Ich wischte mir den Schweiß von der Stirn und beschwor schnell den Glutzauberspruch, um das ganze verfaulte Gewebe auf dem Boden zu Asche zu verbrennen.
Ich seufzte erleichtert.
Meine Mana war fast komplett aufgebraucht.
Aber die Lebenskraft meines Vaters war jetzt gut, er erholte sich langsam.
Er musste sich jetzt ausruhen.
Die Leute um uns herum hatten mit einer Mischung aus Überraschung und Ungläubigkeit beobachtet, was ich getan hatte.
Viele waren sprachlos.
„W-Was für Kräfte hat er eingesetzt?“
„Ich habe so viele Elemente gespürt …“
„D-Dieser Junge …“
„Ist das Joan?“
„Was für ein Mensch ist er?“
Ich ignorierte sie alle, während ich mich mit Eleanora und meiner Mutter auf den Weg nach Hause machte, meinen Vater trug und ihn schnell ins Bett brachte.
Meine Großmutter schien alarmiert und fragte ständig, was los sei.
„Was ist los, Mary? Mary!“, rief sie, während meine Mutter sich um meinen Vater kümmerte.
„Die Jagd war erfolglos und ein seltsames Monster hat uns angegriffen … Mein Vater wurde verletzt, aber ich konnte ihn heilen“, sagte ich.
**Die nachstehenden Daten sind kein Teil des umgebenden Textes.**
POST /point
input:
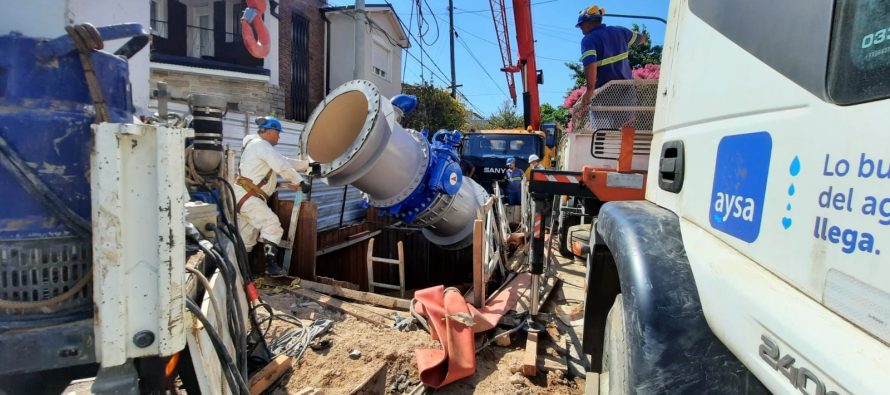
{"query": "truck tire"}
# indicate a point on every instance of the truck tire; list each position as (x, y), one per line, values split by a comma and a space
(565, 222)
(579, 233)
(615, 378)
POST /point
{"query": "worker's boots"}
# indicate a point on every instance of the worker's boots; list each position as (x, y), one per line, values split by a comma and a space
(272, 267)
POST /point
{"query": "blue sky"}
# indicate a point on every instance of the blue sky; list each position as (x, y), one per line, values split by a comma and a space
(485, 87)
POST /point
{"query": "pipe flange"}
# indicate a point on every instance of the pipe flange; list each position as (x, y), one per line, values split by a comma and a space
(372, 95)
(418, 176)
(436, 210)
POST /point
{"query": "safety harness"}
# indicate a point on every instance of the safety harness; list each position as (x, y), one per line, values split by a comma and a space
(252, 189)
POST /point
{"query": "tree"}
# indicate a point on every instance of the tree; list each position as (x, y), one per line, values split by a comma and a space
(578, 74)
(639, 56)
(505, 118)
(436, 109)
(558, 114)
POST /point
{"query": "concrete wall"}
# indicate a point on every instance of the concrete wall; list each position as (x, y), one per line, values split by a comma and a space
(47, 18)
(246, 93)
(343, 52)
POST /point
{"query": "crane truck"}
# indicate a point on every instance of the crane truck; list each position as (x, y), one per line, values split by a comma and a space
(750, 255)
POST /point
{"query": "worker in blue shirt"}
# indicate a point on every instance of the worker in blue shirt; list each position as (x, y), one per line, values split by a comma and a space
(513, 176)
(604, 50)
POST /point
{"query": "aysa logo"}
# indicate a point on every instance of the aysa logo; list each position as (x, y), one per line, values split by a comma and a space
(740, 177)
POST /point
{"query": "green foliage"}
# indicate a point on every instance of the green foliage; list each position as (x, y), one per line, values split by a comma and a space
(641, 55)
(435, 109)
(558, 114)
(577, 74)
(505, 118)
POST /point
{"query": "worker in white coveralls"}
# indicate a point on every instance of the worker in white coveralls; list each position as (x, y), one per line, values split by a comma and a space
(258, 170)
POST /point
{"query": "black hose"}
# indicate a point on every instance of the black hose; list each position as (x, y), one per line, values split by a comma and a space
(235, 380)
(232, 309)
(242, 334)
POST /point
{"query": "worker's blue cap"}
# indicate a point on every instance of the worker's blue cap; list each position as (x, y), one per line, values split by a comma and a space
(592, 13)
(406, 103)
(269, 123)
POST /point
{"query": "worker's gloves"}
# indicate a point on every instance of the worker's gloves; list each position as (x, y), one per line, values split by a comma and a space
(299, 164)
(314, 168)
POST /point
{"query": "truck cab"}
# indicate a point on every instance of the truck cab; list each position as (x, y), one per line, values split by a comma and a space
(757, 261)
(488, 151)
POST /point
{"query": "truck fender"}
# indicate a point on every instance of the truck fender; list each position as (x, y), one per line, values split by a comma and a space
(670, 347)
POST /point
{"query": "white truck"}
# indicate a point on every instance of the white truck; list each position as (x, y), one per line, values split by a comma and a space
(758, 259)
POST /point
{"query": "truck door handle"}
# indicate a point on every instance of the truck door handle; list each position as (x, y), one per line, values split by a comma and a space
(670, 167)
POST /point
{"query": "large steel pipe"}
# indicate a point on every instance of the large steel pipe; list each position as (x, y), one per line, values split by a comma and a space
(355, 136)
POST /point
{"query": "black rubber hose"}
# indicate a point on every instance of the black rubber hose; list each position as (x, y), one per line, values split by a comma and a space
(236, 319)
(235, 327)
(234, 378)
(241, 332)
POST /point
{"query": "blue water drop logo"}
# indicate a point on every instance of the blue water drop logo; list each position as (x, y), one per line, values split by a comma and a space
(795, 166)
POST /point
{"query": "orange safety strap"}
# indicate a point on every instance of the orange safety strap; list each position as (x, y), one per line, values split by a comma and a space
(252, 189)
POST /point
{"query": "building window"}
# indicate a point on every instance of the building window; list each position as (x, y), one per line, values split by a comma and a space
(233, 25)
(381, 59)
(201, 33)
(159, 18)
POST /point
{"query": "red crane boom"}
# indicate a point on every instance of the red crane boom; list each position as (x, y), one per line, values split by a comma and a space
(525, 64)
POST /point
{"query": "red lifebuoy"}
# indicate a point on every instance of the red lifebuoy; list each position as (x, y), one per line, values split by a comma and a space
(258, 45)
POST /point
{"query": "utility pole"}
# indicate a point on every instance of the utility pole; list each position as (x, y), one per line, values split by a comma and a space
(359, 71)
(451, 39)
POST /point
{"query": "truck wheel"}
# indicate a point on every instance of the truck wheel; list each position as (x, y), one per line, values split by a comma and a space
(616, 373)
(565, 222)
(580, 234)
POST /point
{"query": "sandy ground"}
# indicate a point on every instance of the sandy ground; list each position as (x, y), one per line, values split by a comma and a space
(332, 371)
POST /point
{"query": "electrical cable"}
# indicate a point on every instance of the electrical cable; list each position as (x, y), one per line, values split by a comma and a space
(472, 55)
(233, 313)
(235, 380)
(234, 298)
(208, 289)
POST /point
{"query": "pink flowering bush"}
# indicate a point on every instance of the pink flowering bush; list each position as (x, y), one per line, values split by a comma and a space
(647, 72)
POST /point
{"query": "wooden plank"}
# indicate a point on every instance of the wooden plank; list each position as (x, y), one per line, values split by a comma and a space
(269, 374)
(307, 241)
(385, 260)
(401, 269)
(373, 384)
(387, 286)
(478, 264)
(337, 283)
(530, 358)
(371, 265)
(367, 297)
(592, 384)
(346, 307)
(352, 241)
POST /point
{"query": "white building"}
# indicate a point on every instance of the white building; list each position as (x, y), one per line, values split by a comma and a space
(383, 54)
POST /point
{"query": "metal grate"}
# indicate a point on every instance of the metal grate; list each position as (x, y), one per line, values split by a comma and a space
(616, 103)
(607, 143)
(33, 270)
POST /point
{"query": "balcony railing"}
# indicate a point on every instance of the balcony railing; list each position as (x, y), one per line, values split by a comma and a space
(203, 47)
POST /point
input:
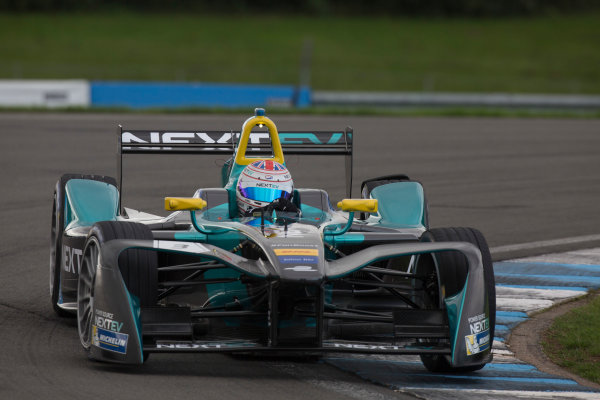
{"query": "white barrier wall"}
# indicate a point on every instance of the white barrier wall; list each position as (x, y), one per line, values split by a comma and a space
(44, 93)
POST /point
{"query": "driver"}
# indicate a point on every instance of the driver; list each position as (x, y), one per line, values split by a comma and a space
(262, 184)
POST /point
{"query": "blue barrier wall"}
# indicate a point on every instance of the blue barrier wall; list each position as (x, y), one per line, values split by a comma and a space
(176, 95)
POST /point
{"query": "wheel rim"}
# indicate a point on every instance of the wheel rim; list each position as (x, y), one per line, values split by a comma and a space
(53, 247)
(85, 292)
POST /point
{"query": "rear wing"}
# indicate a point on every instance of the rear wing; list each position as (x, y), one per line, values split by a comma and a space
(328, 143)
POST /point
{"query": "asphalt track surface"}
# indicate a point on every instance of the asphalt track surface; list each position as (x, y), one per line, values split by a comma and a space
(516, 180)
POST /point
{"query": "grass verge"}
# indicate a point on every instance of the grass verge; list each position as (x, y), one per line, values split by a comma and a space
(572, 341)
(550, 54)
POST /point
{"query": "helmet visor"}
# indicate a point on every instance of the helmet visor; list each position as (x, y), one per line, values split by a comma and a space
(264, 194)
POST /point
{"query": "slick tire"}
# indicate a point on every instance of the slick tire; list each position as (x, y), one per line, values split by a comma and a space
(57, 228)
(139, 269)
(454, 269)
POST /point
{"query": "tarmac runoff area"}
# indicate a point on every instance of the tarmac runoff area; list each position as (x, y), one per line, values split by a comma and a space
(524, 287)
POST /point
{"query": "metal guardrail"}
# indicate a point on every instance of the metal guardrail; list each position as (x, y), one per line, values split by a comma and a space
(407, 99)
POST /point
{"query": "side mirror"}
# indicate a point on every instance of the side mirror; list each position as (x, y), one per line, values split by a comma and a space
(184, 203)
(363, 205)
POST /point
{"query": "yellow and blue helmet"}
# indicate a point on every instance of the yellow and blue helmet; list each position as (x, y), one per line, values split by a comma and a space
(260, 183)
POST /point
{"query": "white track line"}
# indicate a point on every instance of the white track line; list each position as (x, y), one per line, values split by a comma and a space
(518, 394)
(544, 243)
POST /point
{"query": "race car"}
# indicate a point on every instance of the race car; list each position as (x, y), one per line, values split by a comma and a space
(300, 276)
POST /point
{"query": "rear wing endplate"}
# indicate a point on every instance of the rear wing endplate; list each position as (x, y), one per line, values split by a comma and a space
(224, 142)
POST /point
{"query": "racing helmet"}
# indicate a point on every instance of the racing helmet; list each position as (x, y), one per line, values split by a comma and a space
(260, 183)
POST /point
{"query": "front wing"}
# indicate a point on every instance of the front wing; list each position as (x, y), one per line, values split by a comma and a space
(120, 332)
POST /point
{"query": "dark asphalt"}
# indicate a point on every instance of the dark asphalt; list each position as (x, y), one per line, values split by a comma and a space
(516, 180)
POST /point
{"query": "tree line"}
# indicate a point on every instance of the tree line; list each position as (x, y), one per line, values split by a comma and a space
(314, 7)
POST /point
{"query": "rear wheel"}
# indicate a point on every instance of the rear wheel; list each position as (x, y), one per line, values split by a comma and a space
(453, 270)
(57, 229)
(56, 232)
(139, 269)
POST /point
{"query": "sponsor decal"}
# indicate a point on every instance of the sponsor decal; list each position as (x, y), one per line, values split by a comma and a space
(296, 252)
(180, 246)
(361, 346)
(106, 321)
(224, 138)
(301, 268)
(109, 340)
(202, 345)
(479, 339)
(479, 324)
(72, 259)
(478, 342)
(298, 259)
(267, 185)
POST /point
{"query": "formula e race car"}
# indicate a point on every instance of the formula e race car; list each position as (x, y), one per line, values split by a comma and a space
(366, 277)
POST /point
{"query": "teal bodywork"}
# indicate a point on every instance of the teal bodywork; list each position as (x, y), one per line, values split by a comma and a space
(89, 201)
(401, 204)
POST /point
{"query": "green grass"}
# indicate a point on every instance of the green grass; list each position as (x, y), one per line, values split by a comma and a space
(552, 54)
(573, 341)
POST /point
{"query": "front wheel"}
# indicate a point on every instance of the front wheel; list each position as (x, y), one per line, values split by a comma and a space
(138, 268)
(453, 270)
(85, 291)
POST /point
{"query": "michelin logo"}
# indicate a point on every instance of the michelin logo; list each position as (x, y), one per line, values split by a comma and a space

„Was?! Ist Joan in Ordnung?“, fragte meine Großmutter.
„Ja, Oma, mach dir keine Sorgen“, sagte ich.
Danach setzte ich mich neben meinen Vater und sah ihn an, wie er friedlich schlief. Ich lehnte mich in einem Stuhl zurück und seufzte. Irgendwie hatte ich es geschafft. Das war knapp gewesen. Ich bin jetzt sehr dankbar, dass ich diese Manatränke getrunken habe.